Les paysans de l’île de Lewis, une inspiration pour aujourd’hui?

La chronique de Jean-Marie Meilland • En 1920, certains paysans de l'île de Lewis n’acceptaient pas les servitudes du productivisme, lui préférant une existence plus sobre, choisie, et selon eux plus heureuse. Alors que nous avons peu à peu vu les impasses d’une modernisation destructrice, leur combat obstiné et leur victoire revêtent aujourd’hui un sens exemplaire.

Is treise Tuath na Tighearna (proverbe gaélique: les paysans sont plus forts que le seigneur)

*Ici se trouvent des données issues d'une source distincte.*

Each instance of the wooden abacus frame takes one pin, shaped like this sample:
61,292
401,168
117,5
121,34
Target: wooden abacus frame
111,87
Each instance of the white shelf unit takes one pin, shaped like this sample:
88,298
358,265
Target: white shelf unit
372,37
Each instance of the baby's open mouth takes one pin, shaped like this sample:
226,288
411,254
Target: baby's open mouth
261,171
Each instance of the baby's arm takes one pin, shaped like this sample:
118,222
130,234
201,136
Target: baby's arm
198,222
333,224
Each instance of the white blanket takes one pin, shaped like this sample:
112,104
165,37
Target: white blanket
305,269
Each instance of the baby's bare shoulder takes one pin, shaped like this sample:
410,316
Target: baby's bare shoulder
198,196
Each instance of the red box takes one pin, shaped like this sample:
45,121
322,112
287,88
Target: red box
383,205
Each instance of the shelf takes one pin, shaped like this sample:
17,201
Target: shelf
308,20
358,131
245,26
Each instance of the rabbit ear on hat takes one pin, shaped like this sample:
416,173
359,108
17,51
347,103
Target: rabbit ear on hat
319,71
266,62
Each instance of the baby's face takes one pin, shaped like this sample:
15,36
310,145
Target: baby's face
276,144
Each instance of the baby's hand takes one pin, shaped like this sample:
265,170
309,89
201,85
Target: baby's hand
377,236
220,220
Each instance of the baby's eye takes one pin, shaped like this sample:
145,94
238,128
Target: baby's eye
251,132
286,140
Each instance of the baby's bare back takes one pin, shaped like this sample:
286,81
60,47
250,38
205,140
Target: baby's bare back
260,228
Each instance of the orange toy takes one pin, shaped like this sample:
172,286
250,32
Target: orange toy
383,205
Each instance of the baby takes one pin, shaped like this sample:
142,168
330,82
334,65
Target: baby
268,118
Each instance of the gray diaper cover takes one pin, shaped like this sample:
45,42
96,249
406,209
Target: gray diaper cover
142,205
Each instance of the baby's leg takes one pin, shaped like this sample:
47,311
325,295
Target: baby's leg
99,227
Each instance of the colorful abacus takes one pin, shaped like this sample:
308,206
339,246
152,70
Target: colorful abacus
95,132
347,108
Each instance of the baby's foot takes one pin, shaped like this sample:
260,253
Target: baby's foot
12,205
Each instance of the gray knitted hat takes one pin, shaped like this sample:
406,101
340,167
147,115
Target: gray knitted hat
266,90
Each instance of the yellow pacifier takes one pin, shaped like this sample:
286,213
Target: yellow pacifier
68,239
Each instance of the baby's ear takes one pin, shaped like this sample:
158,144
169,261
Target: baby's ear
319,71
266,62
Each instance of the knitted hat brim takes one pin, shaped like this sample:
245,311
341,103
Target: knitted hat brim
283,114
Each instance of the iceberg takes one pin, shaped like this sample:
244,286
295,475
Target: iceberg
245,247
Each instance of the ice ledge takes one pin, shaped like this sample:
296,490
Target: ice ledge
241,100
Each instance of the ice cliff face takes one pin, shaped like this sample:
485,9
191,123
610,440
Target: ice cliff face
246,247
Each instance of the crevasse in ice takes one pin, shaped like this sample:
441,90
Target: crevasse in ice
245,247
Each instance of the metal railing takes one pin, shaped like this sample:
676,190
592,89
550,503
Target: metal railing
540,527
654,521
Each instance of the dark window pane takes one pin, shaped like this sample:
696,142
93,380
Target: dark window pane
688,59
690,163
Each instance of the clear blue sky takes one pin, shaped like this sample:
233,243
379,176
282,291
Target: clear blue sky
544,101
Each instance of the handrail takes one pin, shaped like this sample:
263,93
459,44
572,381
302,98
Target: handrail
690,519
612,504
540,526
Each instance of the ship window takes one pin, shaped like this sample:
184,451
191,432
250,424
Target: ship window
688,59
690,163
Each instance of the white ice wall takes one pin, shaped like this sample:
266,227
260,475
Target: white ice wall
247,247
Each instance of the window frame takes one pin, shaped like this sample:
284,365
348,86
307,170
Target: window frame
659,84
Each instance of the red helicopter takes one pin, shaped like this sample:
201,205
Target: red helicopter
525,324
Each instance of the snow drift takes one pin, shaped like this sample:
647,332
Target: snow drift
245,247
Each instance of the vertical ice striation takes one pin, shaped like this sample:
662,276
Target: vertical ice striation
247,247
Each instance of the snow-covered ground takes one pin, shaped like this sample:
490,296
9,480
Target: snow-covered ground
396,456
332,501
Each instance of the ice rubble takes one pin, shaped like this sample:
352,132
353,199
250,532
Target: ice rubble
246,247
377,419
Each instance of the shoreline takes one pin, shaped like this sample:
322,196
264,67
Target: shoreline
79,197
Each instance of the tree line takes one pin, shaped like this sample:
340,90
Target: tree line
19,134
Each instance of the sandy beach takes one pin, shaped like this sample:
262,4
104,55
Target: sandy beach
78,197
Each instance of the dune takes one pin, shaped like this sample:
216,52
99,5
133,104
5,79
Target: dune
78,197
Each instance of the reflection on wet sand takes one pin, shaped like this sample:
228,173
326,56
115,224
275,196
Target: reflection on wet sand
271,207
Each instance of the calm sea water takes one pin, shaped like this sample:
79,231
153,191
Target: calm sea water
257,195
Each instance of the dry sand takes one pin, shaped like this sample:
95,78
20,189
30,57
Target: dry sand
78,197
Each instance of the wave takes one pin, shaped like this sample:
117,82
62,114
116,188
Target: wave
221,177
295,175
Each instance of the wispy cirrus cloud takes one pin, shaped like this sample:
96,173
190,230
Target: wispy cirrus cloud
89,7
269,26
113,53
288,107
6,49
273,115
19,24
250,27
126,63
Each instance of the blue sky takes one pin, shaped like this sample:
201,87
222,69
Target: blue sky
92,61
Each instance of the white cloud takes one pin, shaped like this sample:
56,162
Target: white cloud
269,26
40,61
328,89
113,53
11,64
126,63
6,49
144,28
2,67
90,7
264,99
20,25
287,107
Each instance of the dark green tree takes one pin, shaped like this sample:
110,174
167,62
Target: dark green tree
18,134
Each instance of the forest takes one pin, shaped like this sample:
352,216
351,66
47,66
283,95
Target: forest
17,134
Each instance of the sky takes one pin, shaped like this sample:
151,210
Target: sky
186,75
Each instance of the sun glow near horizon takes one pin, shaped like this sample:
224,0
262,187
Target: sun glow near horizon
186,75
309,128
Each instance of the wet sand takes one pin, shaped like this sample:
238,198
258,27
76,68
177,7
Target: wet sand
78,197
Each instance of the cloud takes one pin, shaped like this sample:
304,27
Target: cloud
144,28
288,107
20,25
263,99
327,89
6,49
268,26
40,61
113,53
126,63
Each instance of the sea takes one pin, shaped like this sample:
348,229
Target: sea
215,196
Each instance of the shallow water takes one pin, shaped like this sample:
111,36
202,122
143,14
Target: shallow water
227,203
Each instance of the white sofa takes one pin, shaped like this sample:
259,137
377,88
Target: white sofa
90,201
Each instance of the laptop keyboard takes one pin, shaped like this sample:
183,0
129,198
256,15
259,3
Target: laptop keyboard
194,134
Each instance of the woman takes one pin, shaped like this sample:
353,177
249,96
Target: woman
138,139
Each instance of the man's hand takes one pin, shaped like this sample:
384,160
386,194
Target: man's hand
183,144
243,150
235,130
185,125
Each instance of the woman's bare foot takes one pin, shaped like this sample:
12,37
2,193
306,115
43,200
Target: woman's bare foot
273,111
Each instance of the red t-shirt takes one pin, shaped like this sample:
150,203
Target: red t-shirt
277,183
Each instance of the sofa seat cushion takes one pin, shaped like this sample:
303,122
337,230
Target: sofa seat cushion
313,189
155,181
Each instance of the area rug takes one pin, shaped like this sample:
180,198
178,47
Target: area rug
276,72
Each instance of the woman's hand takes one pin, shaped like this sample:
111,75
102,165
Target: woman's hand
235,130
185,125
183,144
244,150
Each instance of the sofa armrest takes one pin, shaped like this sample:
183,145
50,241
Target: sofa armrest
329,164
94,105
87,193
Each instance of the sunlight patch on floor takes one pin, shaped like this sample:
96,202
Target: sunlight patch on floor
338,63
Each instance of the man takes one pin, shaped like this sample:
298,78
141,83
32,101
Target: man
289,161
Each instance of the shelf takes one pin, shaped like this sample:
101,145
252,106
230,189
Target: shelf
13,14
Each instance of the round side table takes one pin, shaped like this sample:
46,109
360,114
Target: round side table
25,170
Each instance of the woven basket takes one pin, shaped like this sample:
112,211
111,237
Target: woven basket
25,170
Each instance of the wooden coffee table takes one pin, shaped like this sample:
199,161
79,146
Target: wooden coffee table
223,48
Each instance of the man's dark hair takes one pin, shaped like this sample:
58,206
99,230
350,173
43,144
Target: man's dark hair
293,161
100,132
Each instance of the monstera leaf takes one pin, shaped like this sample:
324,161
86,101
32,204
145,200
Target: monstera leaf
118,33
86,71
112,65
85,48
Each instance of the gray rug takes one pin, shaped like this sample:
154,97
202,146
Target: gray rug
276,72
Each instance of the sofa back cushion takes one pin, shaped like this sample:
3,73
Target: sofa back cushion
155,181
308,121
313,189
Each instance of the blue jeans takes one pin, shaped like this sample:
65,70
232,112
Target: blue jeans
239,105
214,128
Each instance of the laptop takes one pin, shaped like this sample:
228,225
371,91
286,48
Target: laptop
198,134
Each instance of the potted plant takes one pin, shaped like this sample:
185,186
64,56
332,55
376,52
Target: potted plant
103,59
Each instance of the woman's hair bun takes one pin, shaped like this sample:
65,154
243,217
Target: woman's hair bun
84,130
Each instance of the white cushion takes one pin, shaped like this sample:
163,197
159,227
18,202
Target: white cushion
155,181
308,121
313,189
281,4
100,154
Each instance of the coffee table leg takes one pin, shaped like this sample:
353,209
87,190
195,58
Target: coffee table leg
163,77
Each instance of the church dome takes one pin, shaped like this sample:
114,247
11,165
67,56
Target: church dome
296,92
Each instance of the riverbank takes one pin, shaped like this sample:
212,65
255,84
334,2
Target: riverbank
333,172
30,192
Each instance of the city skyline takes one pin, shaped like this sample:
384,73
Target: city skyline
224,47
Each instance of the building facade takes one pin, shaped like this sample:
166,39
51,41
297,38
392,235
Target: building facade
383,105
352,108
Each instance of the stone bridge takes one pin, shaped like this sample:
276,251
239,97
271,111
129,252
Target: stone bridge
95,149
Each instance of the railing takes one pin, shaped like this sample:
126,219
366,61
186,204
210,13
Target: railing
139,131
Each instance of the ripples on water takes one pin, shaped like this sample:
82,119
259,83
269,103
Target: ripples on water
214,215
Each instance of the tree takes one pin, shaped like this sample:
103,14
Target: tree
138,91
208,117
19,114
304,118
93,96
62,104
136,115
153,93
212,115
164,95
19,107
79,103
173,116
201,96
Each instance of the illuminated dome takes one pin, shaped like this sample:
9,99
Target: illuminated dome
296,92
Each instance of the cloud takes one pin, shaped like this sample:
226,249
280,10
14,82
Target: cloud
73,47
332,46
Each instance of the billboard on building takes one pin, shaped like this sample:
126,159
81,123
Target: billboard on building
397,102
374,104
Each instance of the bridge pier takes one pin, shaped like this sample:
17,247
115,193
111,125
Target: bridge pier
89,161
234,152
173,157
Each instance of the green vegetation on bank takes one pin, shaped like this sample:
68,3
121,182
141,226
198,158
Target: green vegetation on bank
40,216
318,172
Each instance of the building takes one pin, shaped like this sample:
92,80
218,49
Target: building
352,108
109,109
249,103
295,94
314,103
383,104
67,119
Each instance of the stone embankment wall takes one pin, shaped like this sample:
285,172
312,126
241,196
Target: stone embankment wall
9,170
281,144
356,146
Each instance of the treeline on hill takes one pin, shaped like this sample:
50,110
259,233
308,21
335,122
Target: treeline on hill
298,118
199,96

L’île de Lewis est la plus importante des Hébrides extérieures dans le Nord-Ouest de l’Ecosse. A deux heures et demie de bateau des côtes du mainland, c’est un territoire au relief principalement plat, d’environ 1800 km2, peuplé actuellement de 18’500 habitants. On y vit encore en partie de la petite agriculture et de la fabrication du tissu de tweed. On y parle souvent gaélique, l’ancienne langue celtique de l’Ecosse, et la religion presbytérienne y est pratiquée avec ferveur.

Historiquement, l’île de Lewis appartint pendant des siècles aux chefs de clan Macleod puis Mackenzie. Puis au XIXème siècle, l’île passa entièrement aux mains d’une famille de marchands, les Matheson, avant qu’en 1918 elle soit rachetée par le magnat anglais du savon, lord Leverhulme (fondateur de ce qui allait devenir la multinationale Unilever). Cette survivance de la grande propriété terrienne avait pour conséquence que les paysans n’étaient jamais propriétaires de leurs terres, et qu’ils pouvaient être à tout moment expulsés. En conséquence, la revendication de garanties pour conserver leur maison et les terrains qu’ils cultivaient fut cruciale pour les paysans durant le XIXème siècle et le début du XXème siècle. Une loi fut votée en 1886 qui instaura le système du crofting, qui assurait aux paysans le contrôle d’une petite exploitation vouée à l’agriculture de subsistance.

De 1919 à 1921, Lord Leverhulme eut à affronter la résistance résolue d’un certain nombre de petits paysans. En capitaliste paternaliste, il avait planifié et aussitôt mis en œuvre le développement à Lewis de pêcheries et d’autres activités annexes, qui devaient amener la prospérité à l’île. Il avait prévu de créer de grandes fermes productivistes pour ravitailler Stornoway, la capitale. Il était soutenu par une majorité des habitants qui voyaient du meilleur œil une initiative qui améliorait leurs conditions de vie.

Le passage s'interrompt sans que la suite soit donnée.